3 out of 5 workers try to be ‘active’ online even when not at work: move

  • 63% of workers surveyed say that they actively maintain their status online, even when they are not working, according to Slack.
  • Employees spend 32% of their time on functional and busy work, according to the survey.
  • These results come amid the ongoing debate regarding hustle culture and performance productivity.

About 3 in 5, or 63% of workers surveyed by workplace messaging app Slack said they try to keep their status “active online,” even when they’re not at work.

The same group estimates that more than 40% of their meetings could be eliminated from their calendars without any real consequences, ie according to a study published by Slack in June. Slack’s State of Work report was conducted between February and March, surveying 18,149 employers and employees from nine countries.

Survey respondents said they spend, on average, nearly a third of their time on executive work that does not contribute to company and team goals, according to the report. Slack did not quantify how many employees said this.

While employees may feel the burden of keeping up appearances, bosses, however, love busy work.

About a quarter, or 27% of the leaders surveyed said the most prevalent metric for measuring productivity is “visibility and activity metrics,” the report says. This metric outperformed other measures such as cost and achievement of KPIs and targets, according to the report.

However, the report’s authors found no direct correlation between employees feeling pressured to appear in executive work and real measurable gains in productivity.

These results come amid the ongoing debate regarding hustle culture and performance productivity.

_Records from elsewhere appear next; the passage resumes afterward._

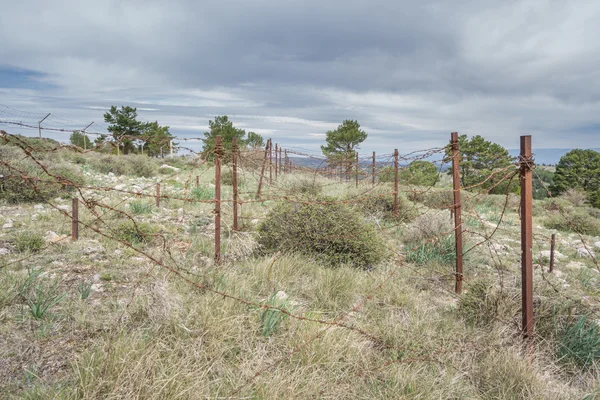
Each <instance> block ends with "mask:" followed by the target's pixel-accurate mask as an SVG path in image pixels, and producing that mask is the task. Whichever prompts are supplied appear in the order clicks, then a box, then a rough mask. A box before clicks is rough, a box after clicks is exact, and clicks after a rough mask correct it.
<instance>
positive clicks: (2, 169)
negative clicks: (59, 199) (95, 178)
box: [0, 146, 85, 203]
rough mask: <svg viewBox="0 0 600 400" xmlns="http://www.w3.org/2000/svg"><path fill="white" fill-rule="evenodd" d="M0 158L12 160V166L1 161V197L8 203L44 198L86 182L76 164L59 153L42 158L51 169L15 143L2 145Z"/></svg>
mask: <svg viewBox="0 0 600 400" xmlns="http://www.w3.org/2000/svg"><path fill="white" fill-rule="evenodd" d="M0 159H2V160H10V161H11V162H10V167H7V166H5V165H0V176H2V177H1V178H0V199H4V200H6V201H7V202H8V203H21V202H40V203H41V202H45V201H47V200H49V199H51V198H54V197H57V196H64V195H67V194H68V193H70V192H72V191H73V190H74V189H75V186H78V185H83V184H84V183H85V179H84V177H83V175H82V174H81V172H80V171H79V169H78V168H77V167H75V166H73V165H69V164H65V163H62V162H61V161H60V159H58V157H56V158H54V159H50V158H47V159H44V160H42V161H40V162H41V163H42V164H43V165H44V167H45V168H46V169H47V171H48V173H47V172H46V171H44V169H43V168H41V167H40V166H39V165H38V164H37V163H35V162H34V161H33V160H31V159H29V158H24V153H23V152H22V151H21V150H20V149H18V148H17V147H14V146H0ZM49 174H51V175H54V176H50V175H49ZM23 175H25V176H27V177H28V178H29V179H23Z"/></svg>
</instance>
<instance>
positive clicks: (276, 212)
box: [258, 203, 385, 268]
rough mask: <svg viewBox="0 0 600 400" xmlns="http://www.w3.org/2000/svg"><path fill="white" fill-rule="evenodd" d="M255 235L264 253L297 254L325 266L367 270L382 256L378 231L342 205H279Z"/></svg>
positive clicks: (383, 255)
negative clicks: (264, 251) (339, 265)
mask: <svg viewBox="0 0 600 400" xmlns="http://www.w3.org/2000/svg"><path fill="white" fill-rule="evenodd" d="M258 233H259V239H258V243H259V245H260V246H261V248H262V249H263V251H265V252H275V251H283V252H288V253H293V252H299V253H302V254H305V255H308V256H312V257H314V258H315V259H317V260H319V261H321V262H323V263H324V264H326V265H328V266H339V265H341V264H349V265H353V266H355V267H360V268H369V267H371V266H373V265H374V264H377V263H378V262H379V261H380V260H381V259H382V258H383V257H384V255H385V250H384V245H383V241H382V239H381V238H380V237H379V235H378V233H377V231H375V229H374V228H373V227H372V226H371V225H368V224H366V223H365V222H364V221H363V219H362V218H361V217H360V215H359V214H357V213H356V212H354V211H353V210H352V209H350V208H348V207H346V206H344V205H341V204H289V203H287V204H286V203H283V204H280V205H278V206H277V207H276V208H275V209H274V210H273V211H271V212H270V213H269V215H268V216H267V218H266V220H265V221H264V222H262V223H261V224H260V225H259V227H258Z"/></svg>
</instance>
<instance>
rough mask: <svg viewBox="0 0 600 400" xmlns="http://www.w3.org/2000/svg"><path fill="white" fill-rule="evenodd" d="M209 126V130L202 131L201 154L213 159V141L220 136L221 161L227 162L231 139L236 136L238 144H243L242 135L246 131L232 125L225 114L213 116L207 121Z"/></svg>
mask: <svg viewBox="0 0 600 400" xmlns="http://www.w3.org/2000/svg"><path fill="white" fill-rule="evenodd" d="M208 126H209V128H210V131H209V132H204V136H205V139H202V141H203V142H204V146H203V148H202V155H203V157H204V158H205V159H207V160H210V161H212V160H214V158H215V154H214V150H215V143H216V137H217V136H221V143H222V146H223V157H222V160H223V162H225V163H227V162H229V161H231V159H232V154H233V151H232V141H233V138H237V141H238V143H239V144H240V145H244V144H245V141H244V136H246V131H244V130H243V129H239V128H236V127H234V126H233V123H232V122H231V121H230V120H229V118H228V117H227V116H226V115H223V116H217V117H215V120H214V121H208Z"/></svg>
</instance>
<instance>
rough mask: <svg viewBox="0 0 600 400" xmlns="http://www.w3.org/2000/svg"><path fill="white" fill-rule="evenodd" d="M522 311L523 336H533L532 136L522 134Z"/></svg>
mask: <svg viewBox="0 0 600 400" xmlns="http://www.w3.org/2000/svg"><path fill="white" fill-rule="evenodd" d="M520 166H521V171H520V178H521V179H520V183H521V302H522V305H521V311H522V317H523V321H522V323H523V328H522V329H523V338H524V339H525V340H528V339H532V338H533V251H532V248H533V191H532V172H531V171H532V169H533V158H532V152H531V136H521V154H520Z"/></svg>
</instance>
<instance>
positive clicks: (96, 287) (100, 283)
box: [90, 283, 104, 293]
mask: <svg viewBox="0 0 600 400" xmlns="http://www.w3.org/2000/svg"><path fill="white" fill-rule="evenodd" d="M102 286H103V285H102V284H101V283H93V284H92V286H91V287H90V289H91V290H92V291H93V292H98V293H101V292H104V288H103V287H102Z"/></svg>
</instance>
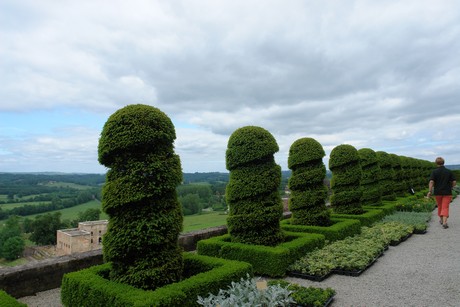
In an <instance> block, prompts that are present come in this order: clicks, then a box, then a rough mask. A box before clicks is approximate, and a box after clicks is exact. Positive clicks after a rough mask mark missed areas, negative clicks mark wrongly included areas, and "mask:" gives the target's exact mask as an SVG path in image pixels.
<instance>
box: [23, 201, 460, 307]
mask: <svg viewBox="0 0 460 307" xmlns="http://www.w3.org/2000/svg"><path fill="white" fill-rule="evenodd" d="M438 220H439V219H438V217H437V210H434V211H433V215H432V219H431V221H430V224H429V227H428V232H427V233H426V234H423V235H412V236H411V237H410V238H409V239H408V240H406V241H405V242H402V243H401V244H399V245H397V246H394V247H392V246H390V248H389V249H388V250H387V251H385V253H384V255H383V256H382V257H380V258H379V259H378V260H377V262H376V263H375V264H374V265H372V266H371V267H370V268H368V269H367V270H366V271H365V272H363V273H362V274H361V275H360V276H358V277H352V276H341V275H335V274H334V275H332V276H330V277H329V278H327V279H326V280H323V281H322V282H314V281H309V280H305V279H299V278H293V277H287V278H286V280H288V281H290V282H294V283H298V284H300V285H303V286H314V287H321V288H327V287H331V288H333V289H335V290H336V292H337V294H336V295H335V298H334V301H333V302H332V304H331V305H330V306H332V307H338V306H366V307H367V306H379V307H381V306H398V307H401V306H416V307H424V306H427V307H428V306H429V307H431V306H443V307H444V306H457V307H458V306H460V197H457V199H455V200H454V201H453V202H452V203H451V207H450V218H449V221H448V224H449V228H448V229H443V228H442V226H441V225H440V224H439V222H438ZM19 301H21V302H23V303H26V304H27V305H28V306H29V307H60V306H62V304H61V303H60V291H59V289H53V290H49V291H45V292H40V293H38V294H37V295H35V296H28V297H23V298H21V299H19Z"/></svg>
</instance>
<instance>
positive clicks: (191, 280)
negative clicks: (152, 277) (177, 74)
mask: <svg viewBox="0 0 460 307" xmlns="http://www.w3.org/2000/svg"><path fill="white" fill-rule="evenodd" d="M183 257H184V270H183V274H182V275H183V276H184V279H183V280H181V281H178V282H176V283H172V284H169V285H166V286H163V287H161V288H158V289H156V290H154V291H144V290H141V289H139V288H136V287H133V286H130V285H127V284H122V283H118V282H114V281H111V280H109V279H108V277H109V275H110V271H111V265H110V263H106V264H103V265H100V266H94V267H91V268H88V269H84V270H81V271H78V272H72V273H68V274H66V275H64V277H63V281H62V286H61V296H62V302H63V304H64V305H65V306H67V307H73V306H75V307H77V306H78V307H93V306H114V307H116V306H120V307H128V306H136V307H140V306H196V305H197V303H196V301H193V300H191V299H190V298H196V297H197V296H199V295H201V296H203V295H207V294H208V293H214V294H215V293H218V291H219V289H222V288H225V287H227V286H228V285H229V284H230V283H231V282H232V281H234V280H239V279H240V278H242V277H245V276H247V274H249V275H250V276H252V274H253V272H252V267H251V265H250V264H248V263H245V262H240V261H231V260H225V259H219V258H214V257H205V256H199V255H195V254H190V253H183Z"/></svg>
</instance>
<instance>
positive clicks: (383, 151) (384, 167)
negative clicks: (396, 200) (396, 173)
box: [376, 151, 396, 200]
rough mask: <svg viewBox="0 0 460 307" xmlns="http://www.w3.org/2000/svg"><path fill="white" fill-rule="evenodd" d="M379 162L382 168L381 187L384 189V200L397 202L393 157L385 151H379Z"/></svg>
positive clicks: (383, 189)
mask: <svg viewBox="0 0 460 307" xmlns="http://www.w3.org/2000/svg"><path fill="white" fill-rule="evenodd" d="M376 154H377V161H378V162H379V166H380V186H381V188H382V200H395V199H396V194H395V192H394V189H393V185H394V170H393V165H392V162H391V157H390V155H389V154H388V153H386V152H384V151H377V152H376Z"/></svg>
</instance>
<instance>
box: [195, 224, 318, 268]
mask: <svg viewBox="0 0 460 307" xmlns="http://www.w3.org/2000/svg"><path fill="white" fill-rule="evenodd" d="M285 237H286V239H285V241H284V242H283V243H280V244H278V245H277V246H263V245H251V244H243V243H234V242H231V238H230V235H228V234H227V235H223V236H218V237H213V238H210V239H207V240H201V241H198V243H197V252H198V254H200V255H207V256H212V257H221V258H225V259H233V260H240V261H245V262H248V263H250V264H251V265H252V266H253V268H254V273H256V274H261V275H268V276H272V277H277V276H284V275H285V274H286V269H287V267H288V266H289V265H290V264H291V263H293V262H294V261H295V260H296V259H298V258H300V257H301V256H302V255H305V254H306V253H308V252H310V251H312V250H314V249H315V248H317V247H321V246H323V245H324V241H325V240H324V236H323V235H320V234H305V233H294V232H285Z"/></svg>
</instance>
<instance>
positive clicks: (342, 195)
mask: <svg viewBox="0 0 460 307" xmlns="http://www.w3.org/2000/svg"><path fill="white" fill-rule="evenodd" d="M329 169H330V170H331V171H332V178H331V189H332V195H331V198H330V201H331V206H332V208H333V209H334V212H335V213H343V214H361V213H363V209H362V207H361V195H362V191H361V188H360V181H361V166H360V164H359V154H358V151H357V150H356V148H354V147H353V146H351V145H347V144H342V145H338V146H336V147H334V148H333V149H332V151H331V155H330V158H329Z"/></svg>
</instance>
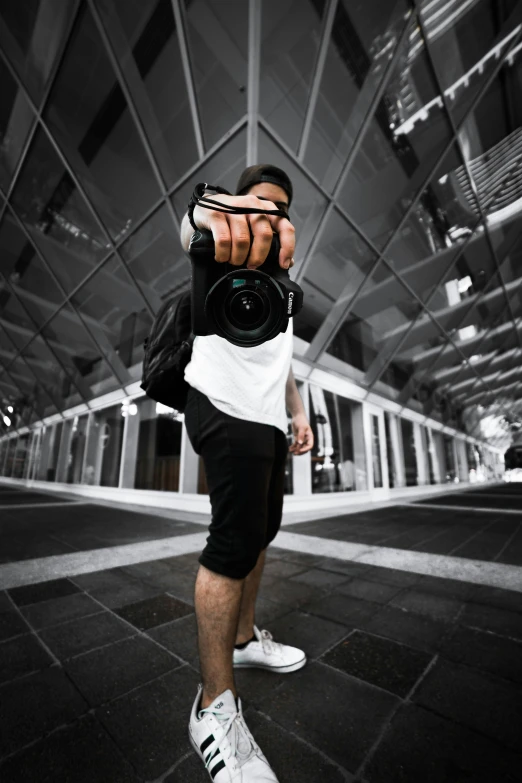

Last year, Insider’s Reed Alexander reported that JPMorgan was tracking the activities of its employees, even monitoring when they swiped their ID cards and how often they attended meetings. An employee told Insider at the time: “At JPMorgan, nobody trusts you. Higher-ups don’t trust you to do your job unless they’re constantly watching you in the office.”

This dissatisfaction with the hustle culture has even “quietly overtaken” into virality.

But now, fears of a taciturn economy and a looming recession have put hustle culture back on the map, despite its links to burnout and adverse effects on workers’ health, Insider previously reported.

According to the OECDAmericans worked an average of 1,811 hours in 2022, higher than the OECD average of 1,752 hours worked in a year.